He was the Ox, Thunderthumbs, the eye of The Who hurricane. Fellow bassist Bill Wyman...
Simon Morgan 2005-03-07
He was the Ox, Thunderthumbs, the eye of The Who hurricane. Fellow bassist Bill Wyman rated him "The quietest man off stage, but the loudest on it." For nearly four decades his revolutionary percussive sound fuelled perhaps the world's greatest rock band. And for over 30 of those years, a parallel solo career had him singing and playing his own songs with some of the finest musicians of the day. Across two discs, So Who's The Bass Player? traces the legacy of the great John Entwistle.
"I'm only interested in heavy metal when it's me playing it," John once said,"I suppose it's a bit like smelling your own farts."Typical Entwistle. But the ex-skiffler and jazz fan was an able listener, interpreter and innovator. Album opener "My Size" is positively Sabbath-esque, while a funk-and-psyched-up "Heaven And Hell" evokesprime-time Parliament. Songs like "Ten Little Friends" have Entwistle masterclassing in the "typewriter" bass technique he created years before funk-pioneer Larry Graham started slapping.
It's mostly hard rock and boogie, á la Aerosmith, ZZ Top and Guns 'n' Roses. Entwistle's beloved brass shines, especially on the trumpet-festooned "Lady Killer". For "Mad Dog", Geoff Daly's saxophone conjures up Born To Run-era Bruce Springsteen. Thunderous live cuts like "Cell Number 7", "Whiskey Man" and "My Wife" feature Robert A Johnson's flashing guitar. Other collaborators include Alice Cooper, Bill Bruford, Joe Walsh and Leslie West.
Entwistle's dark humour prospers. "Do The Dangle" is a '50s rock and roll homage about strangulation; "Roller Skate Kate" takes its lead from The Shangri-Las' "Leader Of The Pack". Other songs have ageing rockers dying unmourned and a would-be suicide weighing up the pro's and con's of life. Eight of the 38 tracks come from 1975 sci-fi musical project Flash Fearless Vs. The Zorg Women and '90s US cartoon series Van-pires.

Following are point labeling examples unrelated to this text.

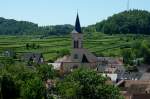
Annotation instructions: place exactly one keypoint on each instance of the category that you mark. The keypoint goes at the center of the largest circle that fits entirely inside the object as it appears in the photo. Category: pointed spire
(77, 25)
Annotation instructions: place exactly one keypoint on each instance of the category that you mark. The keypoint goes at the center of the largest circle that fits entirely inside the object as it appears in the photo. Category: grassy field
(98, 43)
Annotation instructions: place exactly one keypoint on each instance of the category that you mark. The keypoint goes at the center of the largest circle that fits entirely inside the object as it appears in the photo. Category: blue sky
(52, 12)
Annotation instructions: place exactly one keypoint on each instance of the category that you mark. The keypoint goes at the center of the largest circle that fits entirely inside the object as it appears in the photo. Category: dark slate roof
(129, 76)
(77, 25)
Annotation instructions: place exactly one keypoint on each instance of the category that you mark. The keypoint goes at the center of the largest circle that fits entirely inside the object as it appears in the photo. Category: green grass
(98, 43)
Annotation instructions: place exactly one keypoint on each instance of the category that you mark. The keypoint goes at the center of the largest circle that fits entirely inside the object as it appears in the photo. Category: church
(80, 56)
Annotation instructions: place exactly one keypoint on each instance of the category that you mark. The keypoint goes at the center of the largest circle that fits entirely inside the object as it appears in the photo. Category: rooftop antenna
(128, 4)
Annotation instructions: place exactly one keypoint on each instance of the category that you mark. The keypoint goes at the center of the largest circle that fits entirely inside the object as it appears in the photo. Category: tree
(86, 84)
(128, 56)
(45, 72)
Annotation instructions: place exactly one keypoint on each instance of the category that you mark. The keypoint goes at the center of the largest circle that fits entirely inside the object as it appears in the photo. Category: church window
(76, 56)
(76, 44)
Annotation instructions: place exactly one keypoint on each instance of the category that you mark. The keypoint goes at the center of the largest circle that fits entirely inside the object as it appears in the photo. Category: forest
(127, 22)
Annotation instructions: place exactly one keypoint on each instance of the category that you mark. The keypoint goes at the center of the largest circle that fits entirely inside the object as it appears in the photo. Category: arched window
(75, 56)
(76, 44)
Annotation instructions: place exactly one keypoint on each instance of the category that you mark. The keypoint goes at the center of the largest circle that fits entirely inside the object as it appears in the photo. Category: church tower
(77, 36)
(77, 42)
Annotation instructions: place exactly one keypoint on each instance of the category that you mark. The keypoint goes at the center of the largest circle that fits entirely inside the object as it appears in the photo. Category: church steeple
(77, 25)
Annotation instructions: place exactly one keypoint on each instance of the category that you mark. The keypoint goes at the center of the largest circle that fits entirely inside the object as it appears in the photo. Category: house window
(76, 56)
(76, 44)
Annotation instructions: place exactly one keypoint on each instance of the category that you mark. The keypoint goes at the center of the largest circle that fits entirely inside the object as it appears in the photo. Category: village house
(81, 57)
(134, 85)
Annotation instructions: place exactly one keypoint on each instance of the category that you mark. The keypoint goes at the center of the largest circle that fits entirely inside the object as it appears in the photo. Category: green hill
(133, 21)
(13, 27)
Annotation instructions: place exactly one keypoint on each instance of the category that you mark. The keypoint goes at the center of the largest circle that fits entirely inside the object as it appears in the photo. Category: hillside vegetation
(133, 22)
(53, 47)
(13, 27)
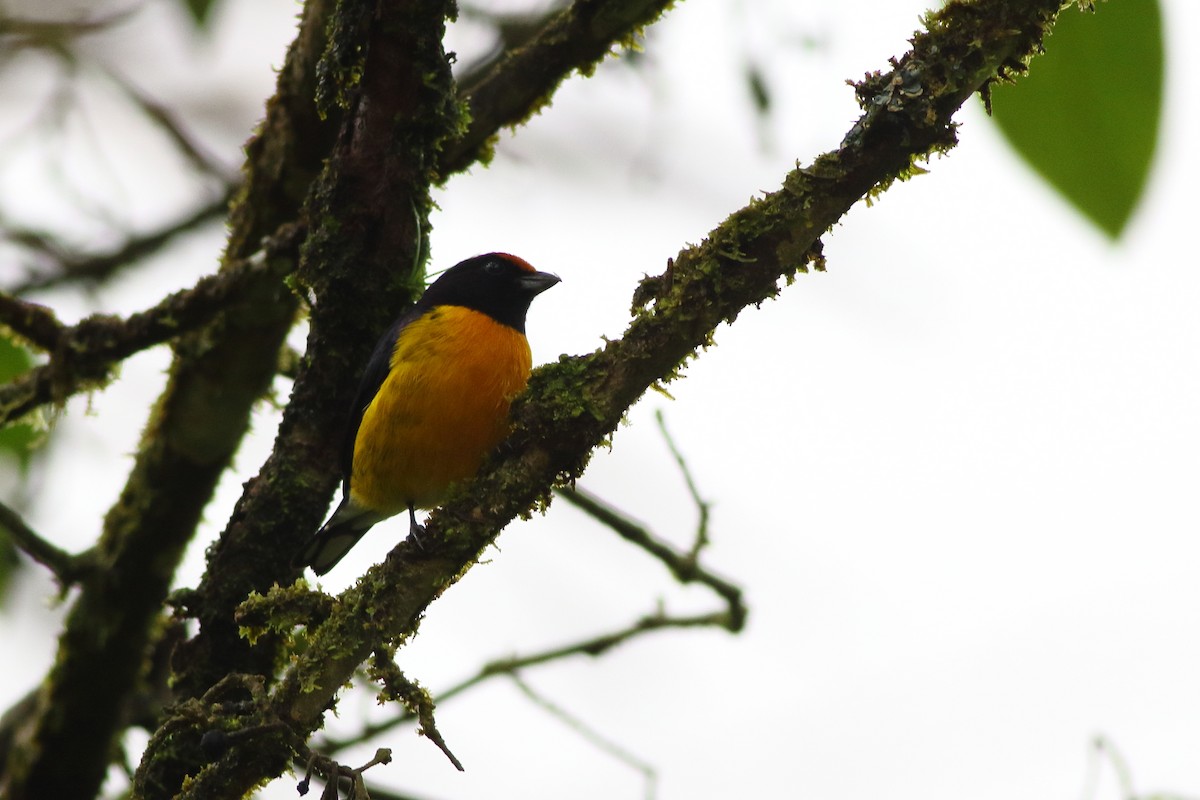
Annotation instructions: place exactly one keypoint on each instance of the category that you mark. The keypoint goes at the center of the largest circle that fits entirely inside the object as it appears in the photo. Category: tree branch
(197, 425)
(682, 565)
(83, 355)
(574, 404)
(65, 566)
(523, 80)
(94, 268)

Not everything's perfect. Absent is 1972's beguilingly discordant "Nightmares". Some songs - like 1981's "Too Late The Hero", with its Phil Collins "In The Air Tonight" vibe - are too of their moment. All the same, So Who's The Bass Player? neatly sums up Entwistle's work apart from the key band he helped forge. In short, it answers its own question clearly - and very loudly.